Practice: Asking the right questions: decision trees

Self-check

Seven short questions. Try to answer each one before opening the collapsible.

1. What are the three kinds of parts in a decision tree?

Show answer

The root (the first question, asked of every example), internal nodes (follow-up questions), and leaves (the predictions: a class label, or a number for a regression tree).

2. How does a tree make a prediction for one example?

Show answer

Start at the root, answer its question, follow the matching branch to the next question, and keep going until you reach a leaf. That leaf’s value is the prediction. No arithmetic, just a path of questions.

3. When the tree is built, what makes one candidate question better than another?

Show answer

How much it reduces impurity: how well it separates the classes into purer groups. A split that sends all of one class one way and all of the other class the other way is ideal; a split that leaves both branches mixed is useless.

4. What do “pure” and “impure” mean, and what measures them?

Show answer

A group is pure if it is all one class and impure if it is mixed. Gini impurity or entropy measures it: 0 for perfectly pure, maximum for a 50/50 mix. The tree picks the split that most reduces this number.

5. What happens if you let a tree grow without any limit?

Show answer

It keeps splitting until each leaf holds a single training example, perfectly fitting the training data and memorizing its noise. That is overfitting. Trees are reined in with depth limits, minimum leaf sizes, or pruning.

6. Name two strengths and the key weakness of a single decision tree.

Show answer

Strengths (any two): interpretable, captures non-linear patterns, handles mixed feature types, needs no rescaling. Key weakness: instability (high variance), a small change in the data can produce a very different tree, and it overfits easily.

7. What problem with single trees does the next lesson (random forests) set out to fix?

Show answer

Their instability. Because one tree swings wildly with small data changes, the fix is to grow many trees on slightly different views of the data and average their votes, which cancels out the variance.

Try it yourself: trace the tree

Here is a small animal classifier. Trace each of the three animals down to its leaf.
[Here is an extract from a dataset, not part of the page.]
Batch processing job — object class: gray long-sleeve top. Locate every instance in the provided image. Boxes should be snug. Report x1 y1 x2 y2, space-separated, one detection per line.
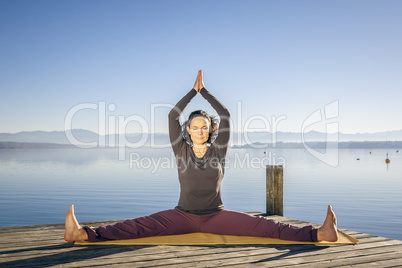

                 [ Has feathers? ]
                  /             \
                yes              no
                /                  \
        [ Can fly? ]           [ Has fins? ]
         /        \              /         \
       yes        no           yes          no
       /            \          /             \
    BIRD         PENGUIN     FISH          MAMMAL

Animals:
  1. feathers: yes, can fly: no
  2. feathers: no,  has fins: yes
  3. feathers: no,  has fins: no

Show answer

1. Has feathers? yes -> Can fly? no  -> PENGUIN
2. Has feathers? no  -> Has fins? yes -> FISH
3. Has feathers? no  -> Has fins? no  -> MAMMAL

Each animal follows a path of questions to a single leaf. Notice you never needed the questions on the branches you did not take: animal 2 was never asked “can fly?” because it has no feathers.

Try it yourself: which split is better?

A node holds 8 examples: 4 “approve” and 4 “deny”. Two candidate questions would split them like this:

Split X:  left -> (4 approve, 0 deny)    right -> (0 approve, 4 deny)
Split Y:  left -> (2 approve, 2 deny)    right -> (2 approve, 2 deny)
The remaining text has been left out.